Eyerollcentral · 17/03/2023 22:48

This reply has been deleted

Message deleted by MNHQ. Here's a link to our Talk Guidelines.

Birdsbirdsbirds · 17/03/2023 22:51

This reply has been deleted

Message deleted by MNHQ. Here's a link to our Talk Guidelines.

Nope, really don't. It's not perceived criticism, it's out and out lying. We've had this discussion already. And it's not just me now either is it, you've been outed for being a repeat offender.

Frankly I don't think you could give less of a shit about the kids, I think sticking the boot in makes you feel better.

I don't have any unresolved issues, thank you. Nice deflection though.

Birdsbirdsbirds · 17/03/2023 22:54

It's funny that as a step mother you can't call anyone out for lying, being offensive, trolling, twisting words without having someone tell you you need to see a psychiatrist.

Is that what people really think? That we all need medical attention if we call out bullies?

Birdsbirdsbirds · 17/03/2023 22:55

It's disgusting really. It's basically saying well if you don't like being stereotyped you must have substantial mental health issues. You okay with that @mnhq?

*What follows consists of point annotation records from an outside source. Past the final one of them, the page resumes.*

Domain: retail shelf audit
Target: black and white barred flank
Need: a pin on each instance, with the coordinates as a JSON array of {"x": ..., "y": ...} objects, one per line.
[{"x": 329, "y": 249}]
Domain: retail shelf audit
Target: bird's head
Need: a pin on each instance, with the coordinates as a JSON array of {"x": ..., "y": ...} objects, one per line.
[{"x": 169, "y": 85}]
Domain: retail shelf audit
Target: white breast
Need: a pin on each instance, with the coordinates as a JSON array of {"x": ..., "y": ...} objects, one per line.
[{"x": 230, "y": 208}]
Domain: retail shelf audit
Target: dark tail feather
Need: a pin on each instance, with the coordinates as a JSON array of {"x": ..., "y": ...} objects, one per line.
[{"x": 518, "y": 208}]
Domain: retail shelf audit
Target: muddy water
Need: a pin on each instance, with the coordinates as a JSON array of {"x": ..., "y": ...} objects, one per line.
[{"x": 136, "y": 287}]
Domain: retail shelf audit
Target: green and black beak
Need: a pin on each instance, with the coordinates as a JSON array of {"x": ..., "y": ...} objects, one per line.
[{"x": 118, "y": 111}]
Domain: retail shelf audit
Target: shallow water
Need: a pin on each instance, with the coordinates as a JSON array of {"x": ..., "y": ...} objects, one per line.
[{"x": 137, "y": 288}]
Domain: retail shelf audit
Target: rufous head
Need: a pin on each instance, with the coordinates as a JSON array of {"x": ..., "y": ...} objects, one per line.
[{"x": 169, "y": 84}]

AngeloMysterioso · 17/03/2023 22:57

AngeloMysterioso · 17/03/2023 21:05

If all she wanted was some acknowledgement of everything she was doing- and that is not at all unreasonable- why did it need to be on Mother’s Day?

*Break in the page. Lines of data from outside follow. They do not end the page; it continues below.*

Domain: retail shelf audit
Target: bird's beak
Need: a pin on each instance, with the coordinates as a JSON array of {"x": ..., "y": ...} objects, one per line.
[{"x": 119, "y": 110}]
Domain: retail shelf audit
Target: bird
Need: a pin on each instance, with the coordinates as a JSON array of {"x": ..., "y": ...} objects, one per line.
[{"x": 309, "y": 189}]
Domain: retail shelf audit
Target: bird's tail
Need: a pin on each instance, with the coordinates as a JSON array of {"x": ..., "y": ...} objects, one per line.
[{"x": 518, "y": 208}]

Interesting that nobody has attempted to answer this one…

OP posts:
Eyerollcentral · 17/03/2023 23:01

Birdsbirdsbirds · 17/03/2023 22:51

Nope, really don't. It's not perceived criticism, it's out and out lying. We've had this discussion already. And it's not just me now either is it, you've been outed for being a repeat offender.

Frankly I don't think you could give less of a shit about the kids, I think sticking the boot in makes you feel better.

I don't have any unresolved issues, thank you. Nice deflection though.

You genuinely seem to, your response to the things I have said are so OTT and you have repeatedly accused me of having a problem with step parents, despite me telling you I have a sister who is a step mother, that I have a close relationship with her step children and that I know first hand the difficulties taking on someone else’s children. BTW my sister was a full time step mother too, the children’s mother had abandoned them and my sister and her husband had full custody so I think I have a good idea of how children who have lost their mother feel and behave, because to all extents and purposes those children had lost their mother. The things you have said to me are actually deeply offensive, particularly because of the extent of my involvement in the children’s lives and the closeness of our relationships. But I don’t take it personally because you are just some angry woman posting on this board. I haven’t said anything personally offensive to you but you repeatedly chosen to say grossly offensive things to me.

Birdsbirdsbirds · 17/03/2023 23:07

AngeloMysterioso · 17/03/2023 22:57

Interesting that nobody has attempted to answer this one…

Ooh I dunno because it's a significant event that brought it home to her? Hardly a mystery is it!